= European Top 100 Albums =

European music chart, 1984–2010

The European Top 100 Albums chart was the European adaptation of the Billboard 200 albums chart. It ran from March 1984 until December 2010. Also commonly referred to as Eurochart Top 100 Albums, the chart showcased the sales of an act in 19 European countries based on IFPI data.

It was compiled by Music & Media. Billboard became Music & Media's financial partner in 1985 and later owned the magazine. When Music & Media closed in August 2003, Billboard continued to compile the European Top 100 Albums.

The European Top 100 combined album sales (both retail and digital) of new and older albums. The methodology was different from the US Billboard 200, where albums would only be allowed to chart if they weren't 18 months old. If an album older than 18 months had enough sales to enter the 200 chart after having already dropped out of the 100th position, it would chart on The U.S. Billboard Catalog Albums. Later Billboard reviewed the criteria and decided the older albums would also be allowed to chart in the 200, as it should show what's being sold.
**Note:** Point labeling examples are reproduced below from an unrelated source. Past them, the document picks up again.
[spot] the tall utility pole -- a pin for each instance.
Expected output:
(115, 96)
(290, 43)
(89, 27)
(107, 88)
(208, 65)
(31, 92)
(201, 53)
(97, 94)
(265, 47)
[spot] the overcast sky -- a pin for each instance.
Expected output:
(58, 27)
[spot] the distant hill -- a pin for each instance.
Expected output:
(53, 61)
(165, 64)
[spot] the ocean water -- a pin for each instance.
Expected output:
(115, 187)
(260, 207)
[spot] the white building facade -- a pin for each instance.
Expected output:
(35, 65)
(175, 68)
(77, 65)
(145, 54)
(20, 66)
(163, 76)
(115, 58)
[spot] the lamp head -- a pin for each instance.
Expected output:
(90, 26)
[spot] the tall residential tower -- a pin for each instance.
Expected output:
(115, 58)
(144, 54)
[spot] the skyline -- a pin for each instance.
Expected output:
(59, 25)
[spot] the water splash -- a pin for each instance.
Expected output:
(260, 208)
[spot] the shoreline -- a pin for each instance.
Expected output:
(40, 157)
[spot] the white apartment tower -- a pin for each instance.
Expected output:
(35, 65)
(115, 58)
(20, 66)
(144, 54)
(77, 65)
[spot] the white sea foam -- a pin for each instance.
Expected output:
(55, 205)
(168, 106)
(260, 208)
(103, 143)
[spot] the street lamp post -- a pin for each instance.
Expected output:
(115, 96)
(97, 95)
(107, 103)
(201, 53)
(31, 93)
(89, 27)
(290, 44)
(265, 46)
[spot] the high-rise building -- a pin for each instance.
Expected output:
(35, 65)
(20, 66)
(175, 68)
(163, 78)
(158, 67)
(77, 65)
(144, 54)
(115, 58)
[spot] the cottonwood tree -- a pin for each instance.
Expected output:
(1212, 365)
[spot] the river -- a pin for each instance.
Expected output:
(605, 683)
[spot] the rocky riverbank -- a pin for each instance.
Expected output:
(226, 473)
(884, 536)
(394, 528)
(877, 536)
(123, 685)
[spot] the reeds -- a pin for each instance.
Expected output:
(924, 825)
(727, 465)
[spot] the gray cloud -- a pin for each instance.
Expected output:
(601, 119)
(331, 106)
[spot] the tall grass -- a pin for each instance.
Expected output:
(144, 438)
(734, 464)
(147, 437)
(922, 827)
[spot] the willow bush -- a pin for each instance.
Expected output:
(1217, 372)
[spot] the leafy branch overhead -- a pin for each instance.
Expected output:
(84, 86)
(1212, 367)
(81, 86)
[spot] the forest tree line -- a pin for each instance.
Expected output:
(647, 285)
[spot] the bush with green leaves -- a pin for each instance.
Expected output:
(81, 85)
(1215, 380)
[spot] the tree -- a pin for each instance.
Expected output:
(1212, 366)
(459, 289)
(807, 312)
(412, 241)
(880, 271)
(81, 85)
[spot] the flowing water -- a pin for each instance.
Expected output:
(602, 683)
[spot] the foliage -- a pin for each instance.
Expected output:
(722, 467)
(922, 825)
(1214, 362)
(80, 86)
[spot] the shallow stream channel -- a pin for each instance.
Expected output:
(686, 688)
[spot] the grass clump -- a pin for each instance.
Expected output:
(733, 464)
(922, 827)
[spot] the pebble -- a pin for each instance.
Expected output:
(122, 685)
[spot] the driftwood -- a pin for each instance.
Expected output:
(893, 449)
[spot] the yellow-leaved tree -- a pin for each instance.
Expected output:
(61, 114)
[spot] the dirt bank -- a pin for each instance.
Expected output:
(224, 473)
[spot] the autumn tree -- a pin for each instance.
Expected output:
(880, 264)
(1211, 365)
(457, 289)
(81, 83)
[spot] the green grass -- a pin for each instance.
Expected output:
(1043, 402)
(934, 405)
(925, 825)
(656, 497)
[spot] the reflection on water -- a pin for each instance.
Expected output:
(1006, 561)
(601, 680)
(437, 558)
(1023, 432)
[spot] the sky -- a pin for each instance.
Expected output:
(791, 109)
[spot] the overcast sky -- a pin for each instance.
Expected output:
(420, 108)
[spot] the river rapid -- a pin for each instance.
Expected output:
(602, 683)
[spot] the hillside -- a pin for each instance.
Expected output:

The chart update and issue dating followed the rules of the Billboard 200: sales tracking week began on Monday and ended on Sunday. A new chart was published the following Thursday with an issue date of the following Saturday.

The first Eurochart number one album was Thriller by Michael Jackson. The final chart was published on 11 December 2010, following the news of Billboard closing their London office and letting their UK-based staff go. The album with the longest stay at number one was Madonna's True Blue, with 34 weeks. The last number one album on the chart was Progress by Take That.